When we calculate friction force in an inclined plane, the normal reaction N is taken as mg cos theta but when we calculate friction in banking of roads than mg is taken as Ncos theta where theta is angle of inclination. If Ncos theta is mg than R is more than mg, how it happens

To understand the differences in how we calculate friction forces on an inclined plane versus a banked road, we need to delve into the concepts of normal force and the forces acting on an object in both scenarios. Let's break this down step by step.

Inclined Plane Scenario

When dealing with an inclined plane, the forces acting on an object resting on the slope can be analyzed using basic physics principles. The weight of the object, denoted as mg (where m is mass and g is the acceleration due to gravity), acts vertically downward. The normal force (N) acts perpendicular to the surface of the incline.

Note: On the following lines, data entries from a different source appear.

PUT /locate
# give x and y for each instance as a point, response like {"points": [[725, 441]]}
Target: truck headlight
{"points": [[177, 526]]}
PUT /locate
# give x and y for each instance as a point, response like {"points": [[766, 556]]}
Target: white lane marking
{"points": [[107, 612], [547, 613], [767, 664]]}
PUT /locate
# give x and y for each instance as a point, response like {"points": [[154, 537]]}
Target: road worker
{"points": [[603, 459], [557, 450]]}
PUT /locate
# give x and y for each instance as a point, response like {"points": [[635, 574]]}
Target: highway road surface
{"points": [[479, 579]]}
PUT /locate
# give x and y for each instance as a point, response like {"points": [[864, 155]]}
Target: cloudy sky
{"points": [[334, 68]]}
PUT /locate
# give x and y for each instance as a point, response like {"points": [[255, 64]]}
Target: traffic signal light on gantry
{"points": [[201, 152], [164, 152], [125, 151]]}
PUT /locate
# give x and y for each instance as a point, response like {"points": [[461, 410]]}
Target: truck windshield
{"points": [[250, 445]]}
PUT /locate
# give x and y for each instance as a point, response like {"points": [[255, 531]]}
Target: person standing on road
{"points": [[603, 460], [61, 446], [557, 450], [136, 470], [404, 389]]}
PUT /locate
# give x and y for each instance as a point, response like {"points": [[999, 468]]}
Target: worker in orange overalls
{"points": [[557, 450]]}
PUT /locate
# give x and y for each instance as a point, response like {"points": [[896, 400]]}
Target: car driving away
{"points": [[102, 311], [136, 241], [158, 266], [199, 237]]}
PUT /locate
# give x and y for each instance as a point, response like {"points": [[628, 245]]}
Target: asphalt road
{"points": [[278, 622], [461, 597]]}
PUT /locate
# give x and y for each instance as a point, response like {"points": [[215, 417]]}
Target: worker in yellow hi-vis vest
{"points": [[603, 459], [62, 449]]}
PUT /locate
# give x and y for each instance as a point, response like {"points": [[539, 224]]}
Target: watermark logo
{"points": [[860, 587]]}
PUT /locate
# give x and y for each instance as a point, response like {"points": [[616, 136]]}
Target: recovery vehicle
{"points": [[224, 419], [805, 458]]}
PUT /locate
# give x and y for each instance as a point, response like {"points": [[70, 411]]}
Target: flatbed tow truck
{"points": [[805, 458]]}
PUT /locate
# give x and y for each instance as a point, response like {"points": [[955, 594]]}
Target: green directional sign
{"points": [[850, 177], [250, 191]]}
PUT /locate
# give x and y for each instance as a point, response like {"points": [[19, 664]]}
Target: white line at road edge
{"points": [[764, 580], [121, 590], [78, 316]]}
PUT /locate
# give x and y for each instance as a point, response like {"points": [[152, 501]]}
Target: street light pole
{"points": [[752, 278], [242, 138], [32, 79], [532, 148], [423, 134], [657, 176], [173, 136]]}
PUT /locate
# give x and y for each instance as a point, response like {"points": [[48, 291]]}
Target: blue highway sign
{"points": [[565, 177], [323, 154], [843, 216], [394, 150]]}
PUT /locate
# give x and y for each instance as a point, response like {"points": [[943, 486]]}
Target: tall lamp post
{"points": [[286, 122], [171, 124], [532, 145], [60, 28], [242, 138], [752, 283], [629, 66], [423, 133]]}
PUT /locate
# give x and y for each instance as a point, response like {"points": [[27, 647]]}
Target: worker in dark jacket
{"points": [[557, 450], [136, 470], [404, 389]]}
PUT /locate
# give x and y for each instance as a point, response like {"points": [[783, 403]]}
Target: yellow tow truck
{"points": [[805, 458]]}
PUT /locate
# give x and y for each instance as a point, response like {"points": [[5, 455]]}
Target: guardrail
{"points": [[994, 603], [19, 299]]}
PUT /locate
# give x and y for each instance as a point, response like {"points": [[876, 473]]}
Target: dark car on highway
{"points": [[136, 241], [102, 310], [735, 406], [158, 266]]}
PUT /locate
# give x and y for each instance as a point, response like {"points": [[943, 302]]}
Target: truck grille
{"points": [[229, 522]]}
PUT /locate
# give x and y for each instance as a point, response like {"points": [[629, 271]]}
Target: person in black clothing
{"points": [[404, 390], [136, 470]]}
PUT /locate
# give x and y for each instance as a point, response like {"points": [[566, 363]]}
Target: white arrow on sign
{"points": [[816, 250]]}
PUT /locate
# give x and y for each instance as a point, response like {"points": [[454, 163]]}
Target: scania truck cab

Calculating the Normal Force

On an inclined plane, the normal force can be calculated using the angle of inclination (θ). The component of the weight acting perpendicular to the incline is given by:

• N = mg cos(θ)

This means that the normal force is less than the weight of the object because it only counteracts the component of the weight acting perpendicular to the incline. The frictional force (f) can then be calculated using:

• f = μN = μ(mg cos(θ))

Here, μ represents the coefficient of friction between the surfaces in contact.

Banked Road Scenario

Now, let’s consider a banked road. In this case, the road is inclined at an angle θ to help vehicles negotiate curves without relying solely on friction. The forces acting on a vehicle on a banked curve are a bit different.

Understanding Forces on a Banked Curve

For a vehicle moving in a circular path on a banked road, the normal force (N) and gravitational force (mg) work together to provide the necessary centripetal force to keep the vehicle moving in a circle. The normal force is not just balancing the weight; it also contributes to the centripetal acceleration required for circular motion.

Components of Forces

In this scenario, the normal force can be expressed as:

• N = mg / cos(θ)

This indicates that the normal force is greater than the weight of the vehicle when the road is banked. The vertical component of the normal force balances the weight:

• N cos(θ) = mg

However, the horizontal component of the normal force provides the centripetal force needed for circular motion:

• N sin(θ) = mv²/r

Here, v is the velocity of the vehicle and r is the radius of the curve. This means that the normal force is indeed greater than the weight of the vehicle, allowing for the necessary centripetal force to be generated.

Bringing It All Together

In summary, the key difference lies in the role of the normal force in each scenario. On an inclined plane, the normal force directly opposes the weight component perpendicular to the incline, while on a banked road, the normal force not only balances the weight but also provides the centripetal force needed for circular motion. This is why we see different expressions for the normal force in these two cases, and it highlights the importance of understanding the context of the forces at play.